[proofplan]
The proof is the standard adjustment argument. First disintegrate the law of the potential outcome $Y_a$ over the covariate $L$. The back-door criterion, through the assumed structural-causal semantics, gives conditional exchangeability, so conditioning additionally on $A=a$ does not change the conditional law of $Y_a$ given $L$. Positivity ensures this conditional law given $(A=a,L=\ell)$ is determined on the $\mathbb P_L$-support, and consistency then replaces $Y_a$ by the observed outcome $Y$ among units with $A=a$. Integrating the resulting [conditional probability](/page/Conditional%20Probability) over the marginal law of $L$ gives the formula.
[/proofplan]
[step:Disintegrate the potential-outcome law over the covariate distribution]
Fix $B\in\mathcal E_{\mathcal Y}$. Define the event
\begin{align*}
E_B:=\{\omega\in\Omega:Y_a(\omega)\in B\}.
\end{align*}
Since $Y_a$ is $(\mathcal F,\mathcal E_{\mathcal Y})$-measurable and $B\in\mathcal E_{\mathcal Y}$, the event $E_B$ belongs to $\mathcal F$.
Because $(\mathcal L,\mathcal E_{\mathcal L})$ is standard Borel, choose a regular conditional probability kernel for $Y_a$ given $L$ and denote the corresponding conditional probability by
\begin{align*}
q_a:\mathcal L\to[0,1],\qquad
\ell\mapsto \mathbb P(Y_a\in B\mid L=\ell).
\end{align*}
By the defining property of regular conditional probability applied to the bounded measurable indicator $\mathbb 1_{E_B}:\Omega\to\{0,1\}$, one has
\begin{align*}
\mathbb P(Y_a\in B)
=
\int_{\mathcal L}q_a(\ell)\,d\mathbb P_L(\ell).
\end{align*}
[guided]
We first separate the target probability into covariate-specific pieces.

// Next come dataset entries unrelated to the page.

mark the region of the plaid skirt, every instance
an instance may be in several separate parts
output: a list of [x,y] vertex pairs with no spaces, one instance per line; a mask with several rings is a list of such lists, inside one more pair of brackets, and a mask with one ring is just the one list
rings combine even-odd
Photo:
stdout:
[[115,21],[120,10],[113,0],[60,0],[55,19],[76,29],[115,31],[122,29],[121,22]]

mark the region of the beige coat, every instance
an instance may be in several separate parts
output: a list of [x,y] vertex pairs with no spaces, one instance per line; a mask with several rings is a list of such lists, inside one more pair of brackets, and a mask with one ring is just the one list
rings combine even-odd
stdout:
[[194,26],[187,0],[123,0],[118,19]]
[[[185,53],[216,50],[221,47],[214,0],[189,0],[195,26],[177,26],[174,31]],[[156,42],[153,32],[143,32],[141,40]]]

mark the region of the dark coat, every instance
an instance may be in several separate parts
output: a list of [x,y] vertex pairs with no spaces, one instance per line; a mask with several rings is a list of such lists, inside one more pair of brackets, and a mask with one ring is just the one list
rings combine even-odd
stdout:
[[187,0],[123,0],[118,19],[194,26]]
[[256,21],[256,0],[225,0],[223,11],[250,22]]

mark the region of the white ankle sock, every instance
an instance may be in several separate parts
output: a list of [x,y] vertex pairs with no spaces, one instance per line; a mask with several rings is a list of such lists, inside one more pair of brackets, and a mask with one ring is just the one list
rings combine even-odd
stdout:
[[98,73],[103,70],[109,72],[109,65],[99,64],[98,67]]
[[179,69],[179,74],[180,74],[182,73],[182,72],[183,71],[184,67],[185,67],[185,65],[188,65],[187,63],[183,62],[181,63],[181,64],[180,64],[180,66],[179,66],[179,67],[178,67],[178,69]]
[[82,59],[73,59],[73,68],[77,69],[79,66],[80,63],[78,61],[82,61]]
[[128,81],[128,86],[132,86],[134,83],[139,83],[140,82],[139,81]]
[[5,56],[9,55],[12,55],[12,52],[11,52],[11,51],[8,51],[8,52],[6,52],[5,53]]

Fix a measurable outcome set $B\in\mathcal E_{\mathcal Y}$, and define
\begin{align*}
E_B:=\{\omega\in\Omega:Y_a(\omega)\in B\}.
\end{align*}
This is an event because $Y_a:(\Omega,\mathcal F)\to(\mathcal Y,\mathcal E_{\mathcal Y})$ is measurable and $B$ is measurable.
The role of the standard Borel hypothesis on $\mathcal L$ is to ensure that regular conditional probabilities may be used. Choose a version of the conditional law of $Y_a$ given $L$, and for this fixed set $B$ define
\begin{align*}
q_a:\mathcal L\to[0,1],\qquad
\ell\mapsto \mathbb P(Y_a\in B\mid L=\ell).
\end{align*}
The function $q_a$ is $\mathcal E_{\mathcal L}$-measurable by the definition of a probability kernel. Applying the defining identity for conditional probability to the indicator function $\mathbb 1_{E_B}:\Omega\to\{0,1\}$ gives
\begin{align*}
\mathbb E[\mathbb 1_{E_B}]
=
\int_{\mathcal L}q_a(\ell)\,d\mathbb P_L(\ell).
\end{align*}
Since $\mathbb E[\mathbb 1_{E_B}]=\mathbb P(E_B)=\mathbb P(Y_a\in B)$, this becomes
\begin{align*}
\mathbb P(Y_a\in B)
=
\int_{\mathcal L}\mathbb P(Y_a\in B\mid L=\ell)\,d\mathbb P_L(\ell).
\end{align*}
This is the [law of total probability](/theorems/1113) written in kernel form, with the measure in the integral explicitly equal to the marginal law $\mathbb P_L$ of $L$.
[/guided]
[/step]
[step:Use back-door exchangeability to condition on the treatment value]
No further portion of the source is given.